When I paid $350 and then the $200 for repairs, that is $550 that remained in this economy. The 15 years of Chinese boots leaves the economy. My boot money went to an American worker and company. That worker paid his bills, paid his mortgage, put money into his 401k, and bought goods and services over and over again. Those dollars multiply through he economy over and over again. Danner bought more leather and metal and rubber and shoe stuff made here. More American workers and companies got paid and the wonderful, virtuous cycle continues. (Imagine what happens when durable goods made in America are purchased!). Your windfall of cheap goods and services is outrun by the loss of total benefits from the multiplier effect. Do you not find the lack of inflation problematic? (This will get its own post I am sure 😉 ) . Blood pressure goes down as the body gives out to septic shock.

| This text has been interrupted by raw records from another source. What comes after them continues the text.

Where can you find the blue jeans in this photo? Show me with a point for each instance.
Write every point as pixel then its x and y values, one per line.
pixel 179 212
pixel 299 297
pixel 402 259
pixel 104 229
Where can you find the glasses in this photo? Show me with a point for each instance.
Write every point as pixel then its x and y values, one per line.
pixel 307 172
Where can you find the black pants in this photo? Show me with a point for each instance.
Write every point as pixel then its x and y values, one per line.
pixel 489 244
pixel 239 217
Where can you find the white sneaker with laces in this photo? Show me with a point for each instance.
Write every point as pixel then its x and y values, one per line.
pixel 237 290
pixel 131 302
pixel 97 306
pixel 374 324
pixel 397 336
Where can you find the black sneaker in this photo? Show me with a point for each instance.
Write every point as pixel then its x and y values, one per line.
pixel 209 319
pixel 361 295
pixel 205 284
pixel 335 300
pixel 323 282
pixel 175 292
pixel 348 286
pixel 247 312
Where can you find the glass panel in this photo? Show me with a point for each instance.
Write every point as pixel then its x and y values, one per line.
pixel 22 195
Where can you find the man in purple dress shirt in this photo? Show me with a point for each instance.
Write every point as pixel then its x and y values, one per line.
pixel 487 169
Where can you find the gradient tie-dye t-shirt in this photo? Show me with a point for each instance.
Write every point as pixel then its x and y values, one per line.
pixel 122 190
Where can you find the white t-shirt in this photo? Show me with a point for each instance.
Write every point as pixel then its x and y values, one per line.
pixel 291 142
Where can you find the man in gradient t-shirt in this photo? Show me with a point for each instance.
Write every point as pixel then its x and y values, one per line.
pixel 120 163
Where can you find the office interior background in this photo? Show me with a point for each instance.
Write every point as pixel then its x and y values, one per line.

This entire post comes down to one question: If your cheap goods bought with an ever expanding trade deficit through more and more ‘Free Trade’ agreements are so good for the macroeconomic well being of America, where are the results? Where’s the beef…or Where’s the Bacon!

From the OP:

Free trade is an elegant concept in the 18th century pages of Adam Smith’s The Wealth of Nations. The Portuguese export wine to Britain, and the British export woolen goods to Portugal — a win-win situation, your Econ 101 professor would say. In the real world of the 21st century, “free trade” means 25 years’ worth of treaties and arrangements in which the U.S. hews to the Smith playbook while China, for example, puts its thumb onto the scales via rock-bottom wages, allegedly ignored labor violations, poison-level air and water pollution and a manipulated currency. And free trade hasn’t exactly delivered Smith’s promised export benefits to the U.S. We currently run an almost $366 billion trade deficit with China alone and a $484.1 billion trade deficit worldwide.

We have 20% real unemployment and pointless GDP growth. THIS is where adherence to ‘theory’ over reality fails miserably. The decline of the American economy is directly related to the joining of these ‘Free Trade’ (which they are not) treaties. It started with NAFTA, GATT really began the destruction, when does it end?

I can find nowhere in history where a country as strong as America willingly let itself get economically destroyed by allowing its trade ‘partners’ to lie, cheat, and steal. This is not capitalism driven competition, this is not Smith’s idea of Free Trade. That trade deficit we carry is a marker for unemployment. That deficit is jobs, jobs AND the multiplier that I explained above.

Our trade deficit of $420billion is roughly worth 3.5million jobs (up to 5million, giver or take). All those jobs making the multiplier effect turn into virtuous cycles all over the joint! Yes, a great chunk of this is directly because DC wants us to be poor and stupid, and a great chunk is because of this moronic idea of Free Trade (these are not mutually exclusive). Uncles Milty and Smith would never allow America to go down the path it is going over adherence to their theories. And frankly, if they did, I have no time for them.

In the end, tariffs only hurt those societies who employ them, be they China or the United States.

In the end, there is no evidence that tariffs hurt those who employ them. How about that Toyota Camry? Harley is looking good. I love those Benz’s built in ‘Bama! The Nissan Trucks are excellent too! Kia…etc…

Let’s also not forget that the entire devaluation thing began here, in our own country, by our own Democrats.

The dollar free floats in a violent and hungry shark tank, its value is what the market will pay; lie to the market and prepare to die. The Yuan is pegged and manipulated without real consequences, so far.

China’s bit of shooting themselves in the foot economically is the direct result of China attempting to do to us what we’ve been doing to them for quite some time now

China learned everything we taught them, we didn’t teach them everything that they needed to know.

PS: Some applied microecon on Bastait and ‘fat’ broken windows. Just before you are about to show you house for sale, how about someone comes along and breaks a ton of windows and messes up a bunch of your neighbor’s properties?